M. Philippe Marini, rapporteur général. La commission comprend et apprécie les objectifs des auteurs de cet amendement, qui traduit un véritable engagement de leur part.
Elle leur suggère toutefois de le retirer pour le présenter de nouveau lors de la discussion du projet de loi relatif à la démocratie de proximité, par exemple. En effet, les réalisations dont la maîtrise d'ouvrage est confiée par l'Etat aux collectivités territoriales méritent réflexion. Peut-être ne faut-il pas limiter le dispositif que vous proposez aux établissements d'enseignement supérieur dépendant du ministère de l'économie, des finances et de l'industrie : doit-on traiter différemment l'Ecole nationale des Ponts et Chaussées et l'Ecole nationale des Mines ? (M. Laffitte sourit.)
Au-delà de cette plaisanterie, je sais, monsieur Laffitte, qu'un certain nombre de dispositions mériteraient d'être examinées dans un esprit positif. Je pense toutefois que nous pourrons le faire à l'occasion de la discussion d'un autre texte. C'est pourquoi je vous demande de retirer cet amendement.

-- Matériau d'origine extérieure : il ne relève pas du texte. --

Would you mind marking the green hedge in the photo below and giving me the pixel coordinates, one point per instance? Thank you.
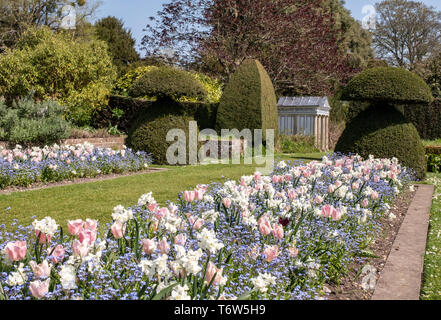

M. le président. Monsieur Laffitte, maintenez-vous votre amendement ?
M. Pierre Laffitte. Je suis prêt à retirer cet amendement. Je m'étonne cependant que Mme le secrétaire d'Etat ait émis un avis défavorable au nom du Gouvernement. En effet, le cabinet de M. le ministre de l'économie, des finances et de l'industrie m'avait fait savoir qu'il ne voyait pas d'objection au dépôt d'un amendement d'initiative parlementaire sur le sujet, compte tenu de l'urgence des problèmes à régler.
Cela étant, monsieur le rapporteur général, j'ai entendu votre demande. Je suis d'accord pour retirer cet amendement et je le présente à nouveau lors de la discussion du projet de loi relatif à la démocratie de proximité.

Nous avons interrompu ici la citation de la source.